Au fur et à mesure que les secondes s'écoulent, sa lucidité diminue. En son fort intérieur, il sait pertinemment que ce n'est pas une bonne idée. Il a à peine mis des mots sur le mal qui le ronge depuis des mois, qu'il saute sur son mari. Il brûle les étapes. Il s'était promis de se soigner, de répondre à ses interrogations, avant de partager un moment charnel avec Ali. Ils ont remis un semblant de relation il y a peu, elle reste fragile.

- Bébé écoute, murmure le noiraud en prenant son visage en coupe. J'ai terriblement envie de faire l'amour avec toi, je t'assure, mais je ne le ferais pas,  temps que tu ne sauras pas ce que tu attends de moi et que tu ne me seras pas revenu entièrement.

- Je... je..., bégaye Sidney.

- Même si c'est atroce et insupportable de lutter, tu sais que j'ai raison et que c'est la meilleure chose à faire.

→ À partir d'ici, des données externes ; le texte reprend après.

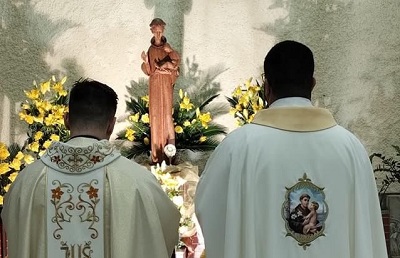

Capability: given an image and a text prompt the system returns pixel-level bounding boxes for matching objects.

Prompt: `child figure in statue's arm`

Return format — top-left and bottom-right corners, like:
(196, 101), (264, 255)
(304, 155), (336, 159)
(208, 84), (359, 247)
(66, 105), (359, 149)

(157, 44), (180, 76)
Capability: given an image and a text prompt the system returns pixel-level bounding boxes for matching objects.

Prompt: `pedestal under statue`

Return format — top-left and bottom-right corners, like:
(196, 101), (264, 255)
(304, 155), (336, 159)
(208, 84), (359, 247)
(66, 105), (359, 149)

(142, 18), (180, 163)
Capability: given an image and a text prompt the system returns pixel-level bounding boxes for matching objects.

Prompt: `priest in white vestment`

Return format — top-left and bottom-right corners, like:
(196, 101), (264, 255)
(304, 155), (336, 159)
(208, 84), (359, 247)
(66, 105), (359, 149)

(2, 80), (180, 258)
(195, 41), (387, 258)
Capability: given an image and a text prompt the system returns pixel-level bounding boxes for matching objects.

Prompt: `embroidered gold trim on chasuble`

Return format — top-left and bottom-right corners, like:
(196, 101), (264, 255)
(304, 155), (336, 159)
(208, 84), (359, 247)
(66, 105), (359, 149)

(252, 107), (337, 132)
(41, 141), (120, 258)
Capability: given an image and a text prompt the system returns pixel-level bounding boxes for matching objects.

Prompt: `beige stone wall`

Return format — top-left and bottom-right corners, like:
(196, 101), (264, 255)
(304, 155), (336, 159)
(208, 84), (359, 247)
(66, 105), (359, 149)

(0, 0), (400, 159)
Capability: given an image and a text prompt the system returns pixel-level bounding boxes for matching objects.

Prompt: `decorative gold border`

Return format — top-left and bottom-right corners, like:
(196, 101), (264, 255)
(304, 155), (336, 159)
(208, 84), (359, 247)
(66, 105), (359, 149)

(281, 173), (329, 250)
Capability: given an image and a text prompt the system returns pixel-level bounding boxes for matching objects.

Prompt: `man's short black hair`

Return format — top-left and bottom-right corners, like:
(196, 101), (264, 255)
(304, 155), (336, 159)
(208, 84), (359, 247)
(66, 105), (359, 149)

(264, 40), (314, 98)
(69, 79), (118, 127)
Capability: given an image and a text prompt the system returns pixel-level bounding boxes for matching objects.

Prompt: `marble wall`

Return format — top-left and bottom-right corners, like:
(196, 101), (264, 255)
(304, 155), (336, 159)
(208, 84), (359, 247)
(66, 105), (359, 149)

(0, 0), (400, 160)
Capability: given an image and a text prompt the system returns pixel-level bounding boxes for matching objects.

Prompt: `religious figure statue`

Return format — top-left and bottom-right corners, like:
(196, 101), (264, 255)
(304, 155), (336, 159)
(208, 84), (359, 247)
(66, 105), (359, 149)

(142, 18), (180, 163)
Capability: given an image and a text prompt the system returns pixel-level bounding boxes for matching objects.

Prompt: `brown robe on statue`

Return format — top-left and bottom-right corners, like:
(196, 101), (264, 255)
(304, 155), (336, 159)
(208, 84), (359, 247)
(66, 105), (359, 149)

(142, 37), (180, 163)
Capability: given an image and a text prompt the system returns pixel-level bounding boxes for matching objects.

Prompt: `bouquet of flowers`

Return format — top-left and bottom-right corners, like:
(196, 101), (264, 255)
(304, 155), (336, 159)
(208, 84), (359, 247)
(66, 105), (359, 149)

(118, 90), (227, 158)
(151, 161), (199, 252)
(226, 78), (266, 126)
(0, 76), (69, 204)
(19, 76), (69, 158)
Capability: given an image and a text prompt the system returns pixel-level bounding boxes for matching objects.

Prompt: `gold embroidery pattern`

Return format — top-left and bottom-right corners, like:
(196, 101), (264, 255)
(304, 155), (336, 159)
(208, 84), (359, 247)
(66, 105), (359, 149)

(50, 180), (75, 240)
(60, 241), (93, 258)
(76, 180), (100, 239)
(282, 173), (329, 250)
(47, 142), (114, 173)
(50, 179), (100, 243)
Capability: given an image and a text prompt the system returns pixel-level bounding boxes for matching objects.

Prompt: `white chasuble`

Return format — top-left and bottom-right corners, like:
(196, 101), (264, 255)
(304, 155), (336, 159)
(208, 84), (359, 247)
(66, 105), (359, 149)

(47, 168), (104, 258)
(195, 98), (387, 258)
(1, 137), (180, 258)
(42, 139), (119, 258)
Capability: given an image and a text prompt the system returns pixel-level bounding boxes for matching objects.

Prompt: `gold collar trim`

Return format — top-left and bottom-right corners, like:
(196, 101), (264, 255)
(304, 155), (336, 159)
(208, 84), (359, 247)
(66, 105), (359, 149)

(252, 107), (337, 132)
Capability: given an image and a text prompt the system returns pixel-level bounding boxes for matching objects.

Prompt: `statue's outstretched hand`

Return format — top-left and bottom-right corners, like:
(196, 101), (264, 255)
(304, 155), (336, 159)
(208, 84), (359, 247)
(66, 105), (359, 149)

(142, 51), (148, 63)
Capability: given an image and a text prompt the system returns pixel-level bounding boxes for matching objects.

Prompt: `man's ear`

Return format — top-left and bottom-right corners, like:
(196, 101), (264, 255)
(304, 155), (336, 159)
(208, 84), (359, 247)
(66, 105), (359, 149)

(107, 117), (117, 137)
(264, 80), (273, 106)
(64, 112), (71, 130)
(311, 77), (317, 90)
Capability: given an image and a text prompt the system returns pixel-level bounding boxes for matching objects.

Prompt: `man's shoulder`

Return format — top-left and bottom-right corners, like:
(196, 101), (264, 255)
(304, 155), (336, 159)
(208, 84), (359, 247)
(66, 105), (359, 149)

(109, 156), (151, 177)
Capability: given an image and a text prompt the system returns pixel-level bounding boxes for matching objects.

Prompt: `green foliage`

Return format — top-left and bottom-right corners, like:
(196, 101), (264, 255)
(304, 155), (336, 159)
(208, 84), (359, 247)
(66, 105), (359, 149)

(369, 145), (400, 204)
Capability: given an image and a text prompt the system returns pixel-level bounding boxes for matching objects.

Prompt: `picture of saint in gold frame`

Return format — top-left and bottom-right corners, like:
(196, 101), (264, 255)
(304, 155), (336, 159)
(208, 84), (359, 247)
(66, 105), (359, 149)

(282, 174), (328, 248)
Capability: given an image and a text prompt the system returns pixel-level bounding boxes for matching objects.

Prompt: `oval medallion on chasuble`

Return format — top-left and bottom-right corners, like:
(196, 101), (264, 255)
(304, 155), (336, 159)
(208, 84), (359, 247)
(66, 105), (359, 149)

(282, 173), (329, 249)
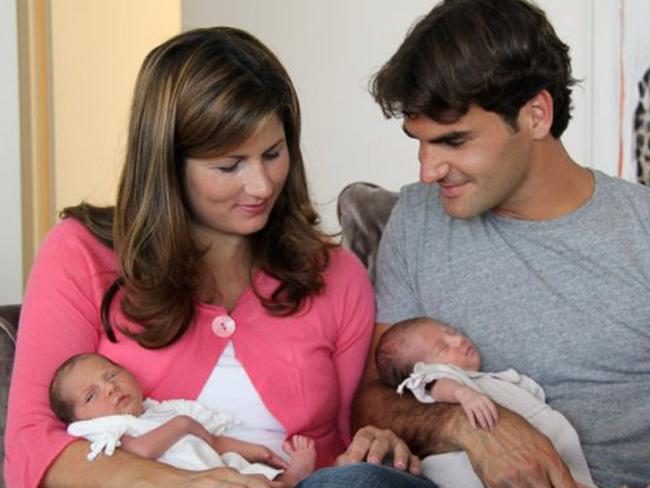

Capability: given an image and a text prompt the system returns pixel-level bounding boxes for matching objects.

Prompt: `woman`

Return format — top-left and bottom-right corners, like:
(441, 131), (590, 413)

(5, 28), (420, 487)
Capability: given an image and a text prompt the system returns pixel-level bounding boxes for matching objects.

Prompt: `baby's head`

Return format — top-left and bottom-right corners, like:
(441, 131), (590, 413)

(375, 317), (481, 386)
(50, 354), (142, 424)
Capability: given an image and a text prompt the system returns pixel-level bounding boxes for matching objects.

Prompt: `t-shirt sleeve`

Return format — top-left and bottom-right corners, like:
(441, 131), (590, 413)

(328, 250), (375, 444)
(5, 219), (114, 488)
(376, 191), (421, 324)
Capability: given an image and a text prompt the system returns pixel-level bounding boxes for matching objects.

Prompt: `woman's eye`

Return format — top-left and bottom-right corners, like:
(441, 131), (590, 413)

(446, 139), (465, 147)
(217, 160), (241, 173)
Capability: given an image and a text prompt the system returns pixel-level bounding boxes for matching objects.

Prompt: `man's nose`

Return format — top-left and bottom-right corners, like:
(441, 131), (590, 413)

(418, 144), (449, 184)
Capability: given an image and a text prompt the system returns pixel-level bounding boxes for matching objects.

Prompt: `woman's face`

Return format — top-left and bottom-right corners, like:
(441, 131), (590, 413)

(185, 115), (290, 244)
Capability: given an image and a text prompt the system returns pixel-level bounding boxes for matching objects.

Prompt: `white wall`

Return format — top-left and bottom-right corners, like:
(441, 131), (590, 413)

(0, 0), (23, 304)
(182, 0), (620, 230)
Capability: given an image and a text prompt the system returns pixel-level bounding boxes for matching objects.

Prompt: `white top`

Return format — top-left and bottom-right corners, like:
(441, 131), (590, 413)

(197, 342), (288, 459)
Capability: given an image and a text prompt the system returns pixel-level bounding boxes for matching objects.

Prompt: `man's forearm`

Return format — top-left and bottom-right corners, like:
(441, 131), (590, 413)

(352, 381), (467, 457)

Sidney abdique. Il se sent humilié par le refus d'Alistair, surtout ridicule à vrai dire. Il comprend les réticences de son mari, ainsi que sa demande. Elle est d'ailleurs justifiée. Il n'a pas à être vexé du rejet, mais il devrait la voir comme une autre preuve que son mari est un homme exceptionnel et généreux. Il ne l'en aime que davantage. Il retire ses mains et bascule la tête sur l'épaule d'Ali. Il inspire pour refouler les larmes qui menacent de jaillir.

- Tu as raison, pardon. J'ai été bête, dit-il attristé malgré tout.

- Sidney, tu...

- Je t'aime, tu le sais, n'est-ce pas ? C'est le merdier dans ma tête, mais la seule chose que je peux affirmer, c'est que je t'aime.

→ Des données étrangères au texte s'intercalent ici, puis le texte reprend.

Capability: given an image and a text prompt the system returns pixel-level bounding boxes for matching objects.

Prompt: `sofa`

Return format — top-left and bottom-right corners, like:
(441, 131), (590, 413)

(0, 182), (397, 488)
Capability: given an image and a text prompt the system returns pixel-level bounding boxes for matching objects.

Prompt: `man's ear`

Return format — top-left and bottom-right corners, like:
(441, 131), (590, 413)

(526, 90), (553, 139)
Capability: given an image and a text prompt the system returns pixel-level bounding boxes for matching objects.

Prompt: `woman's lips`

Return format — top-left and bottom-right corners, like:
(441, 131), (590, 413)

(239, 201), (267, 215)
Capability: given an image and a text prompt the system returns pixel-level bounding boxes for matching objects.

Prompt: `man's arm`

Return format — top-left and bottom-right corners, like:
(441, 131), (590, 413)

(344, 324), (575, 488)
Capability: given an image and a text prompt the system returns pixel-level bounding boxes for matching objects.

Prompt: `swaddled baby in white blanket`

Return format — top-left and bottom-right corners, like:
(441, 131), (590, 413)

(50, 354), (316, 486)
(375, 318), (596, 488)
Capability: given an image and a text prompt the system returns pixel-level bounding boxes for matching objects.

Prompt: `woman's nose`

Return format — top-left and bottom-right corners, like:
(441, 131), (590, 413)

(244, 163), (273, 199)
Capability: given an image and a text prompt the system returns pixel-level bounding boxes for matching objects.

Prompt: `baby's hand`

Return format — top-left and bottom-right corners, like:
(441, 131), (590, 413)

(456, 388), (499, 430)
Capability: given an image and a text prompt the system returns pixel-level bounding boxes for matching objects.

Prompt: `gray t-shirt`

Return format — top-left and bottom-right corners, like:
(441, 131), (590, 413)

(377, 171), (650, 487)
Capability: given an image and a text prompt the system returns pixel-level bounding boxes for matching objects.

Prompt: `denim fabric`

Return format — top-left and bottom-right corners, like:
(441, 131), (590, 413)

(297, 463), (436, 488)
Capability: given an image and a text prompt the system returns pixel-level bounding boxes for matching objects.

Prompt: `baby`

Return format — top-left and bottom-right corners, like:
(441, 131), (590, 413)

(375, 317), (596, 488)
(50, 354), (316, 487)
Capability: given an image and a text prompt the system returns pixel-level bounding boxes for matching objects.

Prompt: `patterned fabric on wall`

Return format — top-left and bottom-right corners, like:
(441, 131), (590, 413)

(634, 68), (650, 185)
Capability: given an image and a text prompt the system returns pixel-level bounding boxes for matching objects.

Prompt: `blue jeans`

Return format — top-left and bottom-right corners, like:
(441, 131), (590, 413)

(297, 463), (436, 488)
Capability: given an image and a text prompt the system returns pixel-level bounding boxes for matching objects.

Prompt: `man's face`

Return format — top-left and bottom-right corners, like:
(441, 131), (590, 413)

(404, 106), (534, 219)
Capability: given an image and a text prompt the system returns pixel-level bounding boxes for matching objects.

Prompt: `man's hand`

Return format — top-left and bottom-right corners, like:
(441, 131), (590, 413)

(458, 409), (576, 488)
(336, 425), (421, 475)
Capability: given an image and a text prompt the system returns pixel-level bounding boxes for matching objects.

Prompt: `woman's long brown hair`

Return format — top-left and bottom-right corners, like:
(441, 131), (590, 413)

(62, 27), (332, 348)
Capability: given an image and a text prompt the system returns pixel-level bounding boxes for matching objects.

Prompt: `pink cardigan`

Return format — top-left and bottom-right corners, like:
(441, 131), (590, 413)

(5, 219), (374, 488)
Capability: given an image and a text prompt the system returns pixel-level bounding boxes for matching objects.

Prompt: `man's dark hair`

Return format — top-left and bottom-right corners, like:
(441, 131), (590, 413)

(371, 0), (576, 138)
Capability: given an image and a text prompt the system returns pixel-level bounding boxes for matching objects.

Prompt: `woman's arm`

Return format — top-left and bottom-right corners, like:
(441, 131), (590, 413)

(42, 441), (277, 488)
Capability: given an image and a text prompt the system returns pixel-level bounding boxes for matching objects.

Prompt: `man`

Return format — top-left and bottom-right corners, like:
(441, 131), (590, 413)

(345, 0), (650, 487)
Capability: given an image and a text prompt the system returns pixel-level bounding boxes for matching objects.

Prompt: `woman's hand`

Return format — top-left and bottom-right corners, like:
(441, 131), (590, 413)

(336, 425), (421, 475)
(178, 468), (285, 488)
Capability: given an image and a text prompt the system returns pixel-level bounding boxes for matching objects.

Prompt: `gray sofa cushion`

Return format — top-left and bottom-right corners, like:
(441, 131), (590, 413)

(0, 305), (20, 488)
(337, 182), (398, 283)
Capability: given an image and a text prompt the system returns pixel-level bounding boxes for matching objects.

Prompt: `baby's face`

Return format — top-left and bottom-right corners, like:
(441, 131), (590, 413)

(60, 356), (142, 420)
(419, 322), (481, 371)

- Je le sais bébé et je t'aime aussi, sois-en sûr, répond Alistair.

Le blond relève la tête et esquisse un petit sourire. Son érection est totalement retombée, en même temps que son désir. Maintenant, il a une bonne raison, une motivation supplémentaire pour se reconstruire. Dès demain, il va se secouer et sortir de sa torpeur.

Son souffle se coupe à l'instant où les lèvres de son mari recouvrent les siennes. Son monde est instantanément plus beau.